Topher Grace plays Matt, a listless recent MIT grad who returns home to work at a video store in the mall. He's still lusting after his high-school crush, Tori Frederking (Teresa Palmer, looking uncannily like a platinum-haired Kristen Stewart), and finds the perfect opportunity to woo her during a rager thrown by his twin sister's boyfriend. And because all such movies require some shenanigans, Matt makes the misguided decision to lie, telling Tori he works at Goldman Sachs. To bolster this fable, he steals a Mercedes with the help of his best friend, Barry (Dan Fogler, presumably cast for his resemblance to Booger from "Revenge of the Nerds"), and the pair finds a gigantic bag of blow in the glove compartment.

If director Michael Dowse took Matt and Tori out of the equation - which is to say, if he took out the main storyline - the whole event could have been a lot more fun. Fogler works hard to add the chubby guy physical humor, and while he's no Chris Farley, or even Jack Black for that matter, he has a respectable 50 percent comedic success rate. Watching Fogler nervously psych himself up to snort a line of cocaine and fumble his way through a dance-off provides the movie's biggest laughs. Even some of the edgier scenes, including one in which he's coerced into a threesome, will be sure to score some horrified guffaws. Comedian Demetri Martin also has an amusing cameo as a fast-talking investment banking jerk prepared to steamroll people with his wheelchair.
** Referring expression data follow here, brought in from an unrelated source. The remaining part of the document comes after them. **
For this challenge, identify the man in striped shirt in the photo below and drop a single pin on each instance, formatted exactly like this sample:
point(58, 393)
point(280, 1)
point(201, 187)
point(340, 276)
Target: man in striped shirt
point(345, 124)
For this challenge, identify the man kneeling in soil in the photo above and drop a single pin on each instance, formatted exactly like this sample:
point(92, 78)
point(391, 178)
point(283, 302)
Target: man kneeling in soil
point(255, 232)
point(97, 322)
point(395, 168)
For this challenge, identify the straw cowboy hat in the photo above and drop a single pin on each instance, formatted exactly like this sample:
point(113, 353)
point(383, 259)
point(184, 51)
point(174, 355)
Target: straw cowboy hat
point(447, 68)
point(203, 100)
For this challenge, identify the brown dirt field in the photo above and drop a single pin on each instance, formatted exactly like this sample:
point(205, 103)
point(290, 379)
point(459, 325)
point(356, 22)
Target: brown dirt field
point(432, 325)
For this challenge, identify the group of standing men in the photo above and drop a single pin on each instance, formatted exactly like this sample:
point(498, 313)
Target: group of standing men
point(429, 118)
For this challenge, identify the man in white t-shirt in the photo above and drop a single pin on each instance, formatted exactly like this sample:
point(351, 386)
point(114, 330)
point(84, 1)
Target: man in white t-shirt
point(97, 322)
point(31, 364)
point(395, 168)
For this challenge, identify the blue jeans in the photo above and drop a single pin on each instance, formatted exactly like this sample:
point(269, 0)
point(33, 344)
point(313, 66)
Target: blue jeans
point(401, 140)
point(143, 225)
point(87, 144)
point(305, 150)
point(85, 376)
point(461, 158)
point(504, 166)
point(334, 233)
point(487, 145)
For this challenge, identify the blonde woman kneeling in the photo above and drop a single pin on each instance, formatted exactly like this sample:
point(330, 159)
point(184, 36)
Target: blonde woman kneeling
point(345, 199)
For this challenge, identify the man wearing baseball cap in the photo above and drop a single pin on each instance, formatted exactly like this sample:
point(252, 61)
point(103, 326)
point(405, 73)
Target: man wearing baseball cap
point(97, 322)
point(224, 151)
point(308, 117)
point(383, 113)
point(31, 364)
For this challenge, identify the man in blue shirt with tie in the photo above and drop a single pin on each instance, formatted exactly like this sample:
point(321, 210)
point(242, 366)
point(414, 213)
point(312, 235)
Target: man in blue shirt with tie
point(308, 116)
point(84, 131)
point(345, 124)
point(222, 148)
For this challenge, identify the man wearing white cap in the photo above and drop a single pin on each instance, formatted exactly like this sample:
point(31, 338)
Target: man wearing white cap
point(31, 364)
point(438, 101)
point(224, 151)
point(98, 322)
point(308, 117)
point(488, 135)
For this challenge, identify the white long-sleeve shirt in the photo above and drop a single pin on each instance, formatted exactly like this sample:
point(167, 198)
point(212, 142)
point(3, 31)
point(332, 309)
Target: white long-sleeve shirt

But when the plot veers into relationship territory, it gets painful, and not just because Matt gets so nervous when Tori materializes. It's hard to want the pair to end up together when the witty banter consists of "truth or dare" on a backyard trampoline, a discussion about how women can always tell when men glance at their breasts and the "penis game," during which contestants increase the volume of their voices while shouting a word that's taboo for fourth-graders. If that sounds familiar, there's a reason: That game also made an appearance in "500 Days of Summer," during which it was both cuter and funnier.

If only it were possible to extract the love story from this love story, then the result would be something akin to a silly, if dubiously tasteful, comedy, which would be an improvement. Of course, the film could have also relied on fond memories of the '80s, but after the initial reminders of the era, all that remains is costuming in the form of blazers and head-to-toe leather. But by then, a dress made from sparkly lame does nothing but serve as a reminder that all that glitters is not gold.

Contains nudity, drug use, sexual situations and profanity.